Polis bir aylık süre içinde en az 10 kişinin kaçırıldığından ancak Zehra Vakfı Başkanı İzzet Yıldırım’ın ailesinin şikâyeti üzerine haberdar olabildi.
Eğer kaçırılmalar zamanında polise bildirilmiş olsaydı büyük bir ihtimalle örgüt daha önce ortaya çıkarılabilecekti.
Şimdi bu ‘sessizliğin’ nedenleri üzerinde de durmak gerekiyor. Özellikle Zehra Vakfı’nın içinde bulunduğu bağlantılar aydınlatılmalı.
Dün ortaya çıkan gelişmeler ‘İslamcı feminist’ Konca Kuriş’in de bu örgüt tarafından kaçırılıp öldürüldüğünü gösteriyor. Ayrıca Ahmet Taner Kışlalı suikastında da aynı örgütün parmağı olduğu yolunda ciddi bulgular elde edildi.
Öyle görünüyor ki Emniyet güçleri uzun süredir peşinde oldukları örgütün şifresini çözmüş bulunuyor. Çok yakında yeni sarsıcı gelişmelerle karşılaşacağımızı düşünüyorum.
Emniyet Genel Müdürlüğü’nün çalışmaları örgüte kolay kolay altından kalkmayı başaramayacağı bir darbe vurdu.

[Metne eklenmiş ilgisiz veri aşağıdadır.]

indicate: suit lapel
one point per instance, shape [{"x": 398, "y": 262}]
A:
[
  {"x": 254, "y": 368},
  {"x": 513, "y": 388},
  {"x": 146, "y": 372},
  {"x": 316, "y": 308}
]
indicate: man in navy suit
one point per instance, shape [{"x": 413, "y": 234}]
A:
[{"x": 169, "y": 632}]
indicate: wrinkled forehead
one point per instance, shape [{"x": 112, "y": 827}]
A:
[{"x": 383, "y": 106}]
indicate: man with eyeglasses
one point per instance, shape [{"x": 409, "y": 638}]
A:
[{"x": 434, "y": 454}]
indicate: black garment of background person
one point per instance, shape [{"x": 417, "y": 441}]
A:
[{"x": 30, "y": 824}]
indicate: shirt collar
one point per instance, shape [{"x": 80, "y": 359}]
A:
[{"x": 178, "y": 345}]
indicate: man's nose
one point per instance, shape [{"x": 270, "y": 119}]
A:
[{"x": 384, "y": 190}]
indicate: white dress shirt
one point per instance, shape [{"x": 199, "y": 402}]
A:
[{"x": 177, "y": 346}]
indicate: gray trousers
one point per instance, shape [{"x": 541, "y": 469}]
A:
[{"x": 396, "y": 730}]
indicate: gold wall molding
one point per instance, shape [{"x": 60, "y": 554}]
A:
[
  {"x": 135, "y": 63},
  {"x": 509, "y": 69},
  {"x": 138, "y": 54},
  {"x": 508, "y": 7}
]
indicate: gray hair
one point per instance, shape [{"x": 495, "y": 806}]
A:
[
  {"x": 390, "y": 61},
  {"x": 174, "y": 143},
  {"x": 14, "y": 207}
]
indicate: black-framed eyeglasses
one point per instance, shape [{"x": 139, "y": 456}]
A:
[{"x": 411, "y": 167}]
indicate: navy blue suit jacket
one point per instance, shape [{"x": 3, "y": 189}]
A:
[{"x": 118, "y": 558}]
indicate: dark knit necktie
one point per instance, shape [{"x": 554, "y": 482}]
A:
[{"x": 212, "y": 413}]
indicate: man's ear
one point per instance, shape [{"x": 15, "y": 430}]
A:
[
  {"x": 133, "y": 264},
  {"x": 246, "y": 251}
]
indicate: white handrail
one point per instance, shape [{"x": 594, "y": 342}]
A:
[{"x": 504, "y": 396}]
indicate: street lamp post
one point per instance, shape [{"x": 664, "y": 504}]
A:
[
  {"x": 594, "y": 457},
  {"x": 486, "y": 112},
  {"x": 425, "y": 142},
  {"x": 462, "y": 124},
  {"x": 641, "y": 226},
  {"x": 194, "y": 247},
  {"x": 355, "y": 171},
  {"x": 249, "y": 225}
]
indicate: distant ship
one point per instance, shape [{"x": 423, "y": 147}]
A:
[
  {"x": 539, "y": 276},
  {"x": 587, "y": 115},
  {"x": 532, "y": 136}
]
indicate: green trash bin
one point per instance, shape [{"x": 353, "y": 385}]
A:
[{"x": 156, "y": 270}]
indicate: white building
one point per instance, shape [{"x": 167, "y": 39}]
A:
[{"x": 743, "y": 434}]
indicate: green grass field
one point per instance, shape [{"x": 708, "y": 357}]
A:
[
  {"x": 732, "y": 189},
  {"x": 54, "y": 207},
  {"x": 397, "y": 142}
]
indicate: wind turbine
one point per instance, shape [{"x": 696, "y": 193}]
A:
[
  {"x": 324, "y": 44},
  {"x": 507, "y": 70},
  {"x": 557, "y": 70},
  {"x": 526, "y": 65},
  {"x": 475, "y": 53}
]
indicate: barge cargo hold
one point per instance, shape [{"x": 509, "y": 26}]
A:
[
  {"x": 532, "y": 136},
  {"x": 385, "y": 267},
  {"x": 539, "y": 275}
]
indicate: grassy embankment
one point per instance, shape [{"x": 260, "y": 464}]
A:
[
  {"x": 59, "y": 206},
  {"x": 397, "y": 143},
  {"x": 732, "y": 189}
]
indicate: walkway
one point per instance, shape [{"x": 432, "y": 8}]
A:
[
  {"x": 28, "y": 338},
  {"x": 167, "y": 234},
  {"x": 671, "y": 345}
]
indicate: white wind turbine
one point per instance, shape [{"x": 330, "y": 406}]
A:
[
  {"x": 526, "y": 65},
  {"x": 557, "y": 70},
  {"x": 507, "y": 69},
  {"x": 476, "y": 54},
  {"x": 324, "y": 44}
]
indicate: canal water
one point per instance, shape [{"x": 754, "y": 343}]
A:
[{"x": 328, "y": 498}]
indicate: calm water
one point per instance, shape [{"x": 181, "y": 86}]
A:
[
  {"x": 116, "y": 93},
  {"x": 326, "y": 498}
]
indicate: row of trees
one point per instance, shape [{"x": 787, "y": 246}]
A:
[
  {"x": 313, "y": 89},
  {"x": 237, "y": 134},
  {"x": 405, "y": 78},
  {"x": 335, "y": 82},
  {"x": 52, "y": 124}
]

Hizbullah’ın Güneydoğu kentlerinde bir süre PKK’ya karşı kullanıldığı ve örgütün 2 bine yakın vatandaşımızın katlinden sorumlu olduğu öteden beri bilinen bir iddia.
Şimdi görev TBMM’ye düşüyor. Bu iddiaları araştırmak, bu örgütle gizli ya da açık ilişki içine giren devlet görevlilerini tespit etmek, böyle birileri varsa bunları ortaya çıkarıp cezalandırılmalarını sağlamak da böylesi geniş çaplı bir araştırma ile mümkün olabilir.
Susurluk ile ortaya çıkan karanlık ilişkiler ağının soruşturulmasında gösterilen tereddütlerin bu kez gösterilmemesi şart.
O günlerde iktidarı paylaşan RP-DYP koalisyonunun iddiaların soruşturulmasını hızlandırmak ve kolaylaştırmak bir yana adeta sorumluların korunmasına yönelik davrandığını kamuoyu unutmadı.
‘Gulu gulu dansı’, ‘mum söndü oynuyorlar’, ‘devlet için kurşun yiyen de bir, kurşun atan da’ sözleri siyasi tarihimizin utanç abideleri olarak hafızalarımızda canlılığını koruyor.
Benzeri siyasi tereddütler bu örgütün gizli destekçilerinin ve işbirlikçilerinin de yakayı kurtarmasına yol açabilir.
Sıcak operasyonlar tamamlanır tamamlanmaz hükümetin TBMM’de bu yönde bir girişim başlatması yerinde olacaktır.
Bu kez şansımız, iktidarda bu tür suç örgütlerine karşı mücadelede kararlı bir hükümetin bulunuyor olmasıdır.